Furthermore, I almost found it relatable. My dad finally got steering assist in his planting tractor this year. And after grousing and bitching about it for two weeks while he was figuring it out, he became absolutely giddy when he realized the GPS and computer positioning along with his monitor meant he could plant after dark. You better believe there were some late nights after that.

So I’m giving this week of Crankshaft a pass.
What about Chien circa 2000? Does she get a pass?
That depends.

We know that Chien will soon be part of a Very Special Storyline on Bullying. But here, we get a clear instance of her bullying someone else for the sake of a joke.
Let us not forget that Matt’s learning struggles and abusive home life had already been mined for drama and Freudian excuses two years earlier.



BARF. But it’s obvious that if Les Moore is feeling bad for Matt and telling him that he lashes out and fails because he doesn’t like himself, that we are supposed to take that as truth and as how we the audience are supposed to feel.
And now Chien is loudly telling Matt to keep his stupid mouth shut because he’s an idiot caveman, and Les Moore doesn’t do a thing.
In the ye’ olden days of early Act I this joke could totally pass without comment. Because Funky Winkerbean in the olden days was cynical and satirical and existed in an amoral world of universal dickery.

And it is believable for Chien, sarcastic and outspoken misanthrope that she is, to say something like this to Matt. I don’t mind that she’s a snarky bitch. I care that the narrative doesn’t seem to realize the double standard. Not to victim blame…but I’m going to victim blame. Matt isn’t an idiot.

In the real world, Matt would be able to tell that Chien has nothing but disdain for him, and his interests. That she completely mentally dehumanizes him, has tossed him in the ‘useless troglodyte plie’, and gets smug satisfaction from feeling superior to him. Why would he ever treat her nicely?
More than that, she’s even snarky and cruel to Mooch. A kid so desperate to be liked he tried to burn the school down.

Ha ha, Les is smiling. It’s so funny when Chien bullies dumb male students. Since Les has labeled her ‘victim’ in his mind anything she does is fine and justified.
Les in this era is at his MOST insufferable to me. Because Batiuk loves to show him teaching and preaching. I much prefer Les crying over his dead wife to this smug, smirking, slimy, nonsense.
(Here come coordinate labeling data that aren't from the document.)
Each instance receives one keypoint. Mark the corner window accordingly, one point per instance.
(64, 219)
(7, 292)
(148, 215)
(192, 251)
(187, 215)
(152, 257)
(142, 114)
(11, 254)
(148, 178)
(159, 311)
Yes. So deep. You should never plan too far ahead when writing. Just kind of hack away at the prose right in front of you without careful consideration for where all of this is going. It always works. Just ask George RR Martin.

Facts.

See. Here we get a more thoughtful, Chien. Once who thinks things through and isn’t afraid to push back against what she’s being taught and ask hard questions. Once again. I’m not against the way she acts, but more how it’s framed in the narrative.

CRANKY CROSSOVER ADVENTURES!!!!!

ohplsohplsohplsohpls pls commit murder live on air les please pls.

HA. HA HA HA. No Notes. Acceptable target. 100 points to Chien.